Non c’è un tasto DPI fisico: si cambia tenendo premuti click destro e tasto indietro per tre secondi, e la rotellina si illumina a conferma. Attenzione però: se rimappate i tasti laterali su altre funzioni, la combinazione diventa capricciosa e a volte il cambio DPI non parte. Con i tasti alle funzioni di default, sempre funzionato.
7. Pro e contro
Pro
- 36 grammi reali con scocca chiusa: flick e movimenti ampi diventano senza sforzo
- Sensore e collegamento 2,4 GHz convincenti: tracking pulito, nessun jitter percepito e 8K polling anche senza cavo
- Configurazione via browser senza installare nulla, con dotazione ricca in scatola (skates maggiorati, grip tape, cavo lungo)
Contro
- Latenza del click attorno agli 8–9 ms, con debounce non regolabile
- Tasti laterali gommosi con troppo post-travel, e skates di serie piccoli che su superfici dure possono segnarsi in fretta
- Rivestimento quasi inesistente che scivola con le mani sudate, e Web Hub ancora essenziale nelle opzioni
8. Verdetto finale
Il Sabre V2 Pro è il mouse che non mi aspettavo da Corsair: un ultraleggero serio, essenziale, che in gioco restituisce una sensazione di controllo diretto che pochi rivali sanno dare. Lo consiglio a chi gioca FPS competitivi con presa claw o fingertip, ha mani da piccole a medie e vuole il peso più basso possibile senza fori nella scocca né orpelli. Chi usa palm grip pieno o pretende una gobba pronunciata dovrebbe guardare altrove, così come chi vive di regolazioni fini nel software: qui la personalizzazione è ridotta al minimo.
Il vero asterisco resta la latenza del click. Se siete giocatori da percentile alto, quei millisecondi in più sono un compromesso concreto. Per tutti gli altri, la mia esperienza parla chiaro: dopo l’adattamento iniziale non l’ho più tolto dalla scrivania, e il mouse che usavo prima è finito nel cassetto.
Domande frequenti
Il Corsair Sabre V2 Pro è adatto alle mani grandi?

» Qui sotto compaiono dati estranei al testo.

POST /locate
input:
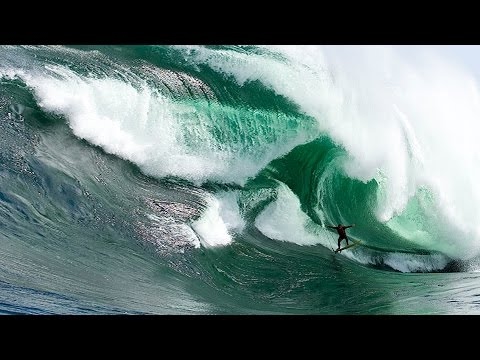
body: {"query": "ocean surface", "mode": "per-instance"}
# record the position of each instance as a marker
(200, 180)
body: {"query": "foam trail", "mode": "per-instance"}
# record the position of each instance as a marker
(394, 109)
(218, 222)
(284, 220)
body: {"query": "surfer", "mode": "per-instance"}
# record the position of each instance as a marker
(341, 231)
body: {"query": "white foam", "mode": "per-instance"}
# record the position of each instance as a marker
(218, 222)
(284, 220)
(406, 116)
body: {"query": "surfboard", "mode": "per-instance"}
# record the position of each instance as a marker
(352, 243)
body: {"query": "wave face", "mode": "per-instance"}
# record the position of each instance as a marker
(200, 179)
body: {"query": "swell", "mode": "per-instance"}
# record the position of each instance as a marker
(179, 118)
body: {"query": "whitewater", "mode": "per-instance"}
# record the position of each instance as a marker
(200, 179)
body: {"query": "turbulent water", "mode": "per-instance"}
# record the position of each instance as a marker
(201, 179)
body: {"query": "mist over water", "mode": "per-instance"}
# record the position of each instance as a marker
(219, 166)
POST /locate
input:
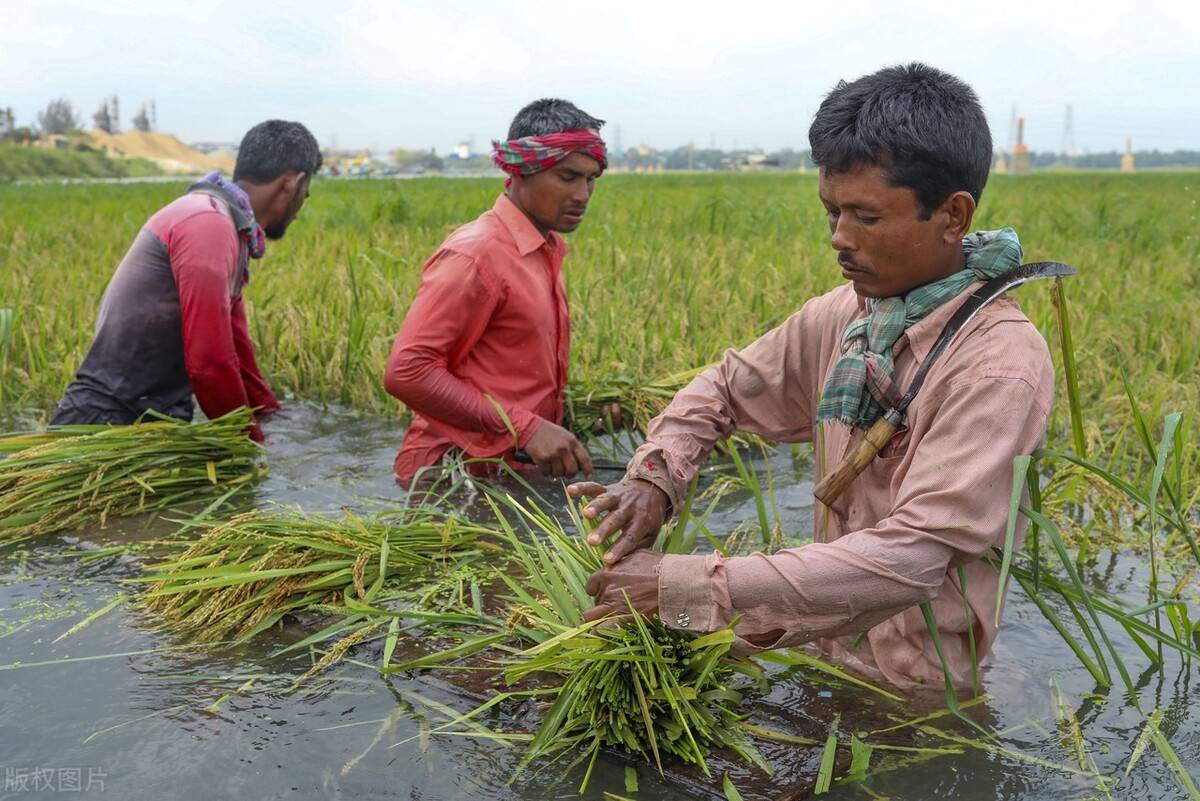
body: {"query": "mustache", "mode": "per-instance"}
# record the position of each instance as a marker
(846, 260)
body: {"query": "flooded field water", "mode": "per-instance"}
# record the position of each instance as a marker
(119, 710)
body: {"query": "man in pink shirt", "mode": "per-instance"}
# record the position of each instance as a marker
(904, 156)
(481, 355)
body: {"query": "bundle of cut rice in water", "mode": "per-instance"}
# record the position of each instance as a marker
(75, 476)
(637, 686)
(241, 577)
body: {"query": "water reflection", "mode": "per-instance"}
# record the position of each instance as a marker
(163, 721)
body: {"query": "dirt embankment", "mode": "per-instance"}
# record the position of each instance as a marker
(163, 149)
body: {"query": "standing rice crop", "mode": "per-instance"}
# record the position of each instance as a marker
(72, 476)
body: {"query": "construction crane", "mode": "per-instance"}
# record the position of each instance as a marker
(1020, 164)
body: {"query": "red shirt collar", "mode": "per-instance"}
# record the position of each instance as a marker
(526, 235)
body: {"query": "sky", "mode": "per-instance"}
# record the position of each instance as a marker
(424, 74)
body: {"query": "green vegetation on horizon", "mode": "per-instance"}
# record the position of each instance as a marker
(28, 162)
(665, 273)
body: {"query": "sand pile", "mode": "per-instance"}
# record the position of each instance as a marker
(162, 149)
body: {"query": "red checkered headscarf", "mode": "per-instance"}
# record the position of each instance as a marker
(531, 155)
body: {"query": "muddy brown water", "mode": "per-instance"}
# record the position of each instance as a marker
(119, 710)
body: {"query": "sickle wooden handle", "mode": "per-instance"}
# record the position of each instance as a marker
(831, 488)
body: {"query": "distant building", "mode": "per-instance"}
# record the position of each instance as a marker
(215, 146)
(1127, 158)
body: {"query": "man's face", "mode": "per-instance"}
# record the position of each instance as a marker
(556, 199)
(883, 246)
(293, 193)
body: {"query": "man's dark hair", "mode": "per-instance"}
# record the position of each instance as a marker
(270, 149)
(923, 126)
(551, 115)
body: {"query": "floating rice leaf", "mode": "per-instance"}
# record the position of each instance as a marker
(825, 772)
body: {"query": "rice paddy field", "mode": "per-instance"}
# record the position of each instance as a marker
(1091, 691)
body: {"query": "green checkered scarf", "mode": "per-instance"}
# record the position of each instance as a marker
(861, 386)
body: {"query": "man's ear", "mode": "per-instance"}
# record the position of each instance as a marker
(959, 210)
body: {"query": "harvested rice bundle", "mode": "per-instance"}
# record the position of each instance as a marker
(637, 685)
(244, 576)
(81, 475)
(640, 403)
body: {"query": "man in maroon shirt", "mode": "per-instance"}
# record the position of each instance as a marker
(481, 356)
(172, 323)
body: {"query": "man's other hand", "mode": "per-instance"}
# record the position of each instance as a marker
(636, 507)
(557, 452)
(635, 577)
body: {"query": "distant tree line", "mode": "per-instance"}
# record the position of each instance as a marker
(60, 118)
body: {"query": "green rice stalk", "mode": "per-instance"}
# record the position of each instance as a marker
(635, 685)
(76, 476)
(244, 576)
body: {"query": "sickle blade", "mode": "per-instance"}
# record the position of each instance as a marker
(965, 313)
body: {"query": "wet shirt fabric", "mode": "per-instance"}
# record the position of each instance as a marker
(933, 501)
(172, 323)
(485, 343)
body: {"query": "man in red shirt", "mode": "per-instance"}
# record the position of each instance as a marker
(481, 355)
(172, 323)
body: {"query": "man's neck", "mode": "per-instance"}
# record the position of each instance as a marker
(257, 199)
(544, 232)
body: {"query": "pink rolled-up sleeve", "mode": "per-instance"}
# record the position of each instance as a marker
(763, 389)
(949, 510)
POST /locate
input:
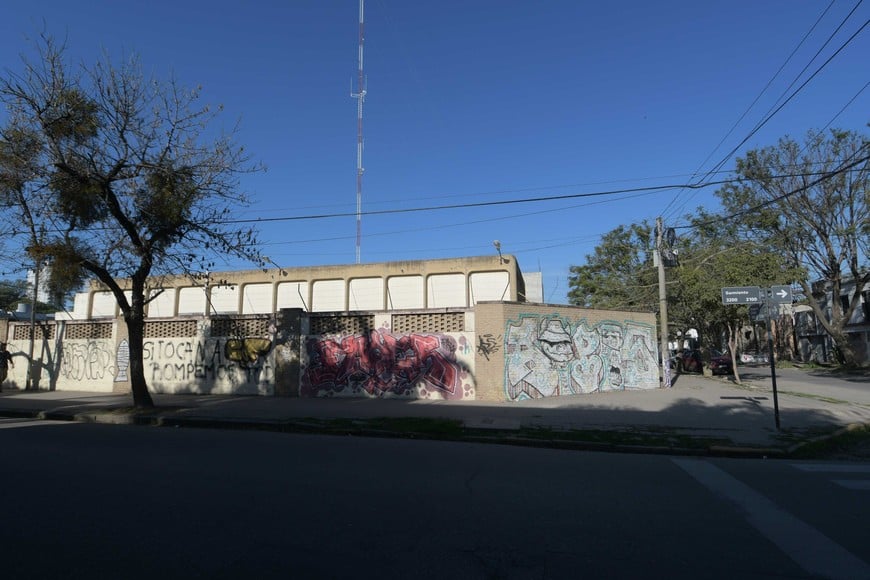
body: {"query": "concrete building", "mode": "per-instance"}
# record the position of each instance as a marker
(460, 328)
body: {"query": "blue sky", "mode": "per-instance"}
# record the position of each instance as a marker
(477, 101)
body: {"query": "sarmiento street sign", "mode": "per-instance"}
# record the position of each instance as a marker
(741, 295)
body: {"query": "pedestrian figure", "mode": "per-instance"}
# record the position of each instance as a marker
(5, 361)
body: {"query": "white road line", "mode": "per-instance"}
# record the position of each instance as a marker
(832, 467)
(790, 534)
(857, 484)
(16, 423)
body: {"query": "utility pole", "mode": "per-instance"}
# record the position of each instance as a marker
(29, 382)
(663, 306)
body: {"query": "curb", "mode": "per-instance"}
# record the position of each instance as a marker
(471, 435)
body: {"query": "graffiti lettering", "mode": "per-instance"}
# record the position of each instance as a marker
(380, 364)
(187, 361)
(550, 356)
(90, 361)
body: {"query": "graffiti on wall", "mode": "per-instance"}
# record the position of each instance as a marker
(90, 360)
(549, 356)
(380, 364)
(212, 360)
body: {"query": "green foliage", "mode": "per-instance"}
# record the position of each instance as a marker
(620, 274)
(11, 293)
(808, 203)
(118, 177)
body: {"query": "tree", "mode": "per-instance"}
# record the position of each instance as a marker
(811, 204)
(122, 178)
(11, 293)
(620, 274)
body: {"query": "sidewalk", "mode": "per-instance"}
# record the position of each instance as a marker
(698, 414)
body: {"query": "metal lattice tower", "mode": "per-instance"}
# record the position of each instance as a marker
(360, 98)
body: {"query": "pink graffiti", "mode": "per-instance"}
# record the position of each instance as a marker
(379, 363)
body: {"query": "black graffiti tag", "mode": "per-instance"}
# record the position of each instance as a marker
(487, 344)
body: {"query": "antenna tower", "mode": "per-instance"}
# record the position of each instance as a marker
(360, 97)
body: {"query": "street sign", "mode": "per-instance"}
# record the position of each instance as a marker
(741, 295)
(780, 294)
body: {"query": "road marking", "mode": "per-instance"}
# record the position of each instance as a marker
(857, 484)
(790, 534)
(832, 467)
(16, 423)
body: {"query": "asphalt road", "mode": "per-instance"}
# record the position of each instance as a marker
(853, 388)
(100, 501)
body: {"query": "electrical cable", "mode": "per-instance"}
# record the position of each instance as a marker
(773, 111)
(751, 105)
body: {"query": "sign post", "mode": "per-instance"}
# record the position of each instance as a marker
(762, 303)
(772, 362)
(741, 295)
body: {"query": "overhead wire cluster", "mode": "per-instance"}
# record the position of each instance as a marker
(673, 207)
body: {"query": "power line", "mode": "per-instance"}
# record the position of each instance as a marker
(777, 199)
(773, 111)
(752, 104)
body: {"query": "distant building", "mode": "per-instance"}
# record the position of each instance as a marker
(814, 344)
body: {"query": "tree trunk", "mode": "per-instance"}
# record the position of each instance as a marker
(136, 336)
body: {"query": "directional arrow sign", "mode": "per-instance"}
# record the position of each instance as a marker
(741, 295)
(780, 294)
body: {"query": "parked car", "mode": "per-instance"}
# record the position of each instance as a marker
(720, 363)
(691, 361)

È un mouse piccolo-medio (circa 119 × 63 × 38 mm). Con la mia mano lo trovo perfetto in claw e fingertip, mentre in palm grip la gobba risulta bassa e serve un periodo di adattamento. Chi ha mani decisamente grandi lo userà quasi solo in fingertip.
Funziona con il Mac?
Il mouse sì, il configuratore no. Il Web Hub non funziona su macOS nemmeno usando Chrome, quindi su Mac restate con le impostazioni di default o con quelle salvate in precedenza. Il Web Hub richiede comunque Chrome, Edge o Opera: Firefox è escluso anche su Windows.
Quanto dura davvero la batteria?
Dipende tutto dal polling rate: a 1.000 Hz il dato dichiarato è fino a 70 ore, a 8.000 Hz scende a 16, e nei miei test a polling pieno la carica cala anche più in fretta. Il mio compromesso è 2.000 Hz: una ricarica a settimana e prestazioni che in gioco non distinguo dall'8K.
La scocca sottile si rompe? Ho visto che flette.
La flessione c'è, ma emerge solo forzando la scocca in modi che in partita non capitano mai. Nell'uso reale non ho mai avvertito nulla; l'unica cautela che mi sento di dare è evitare cadute ripetute su pavimenti duri.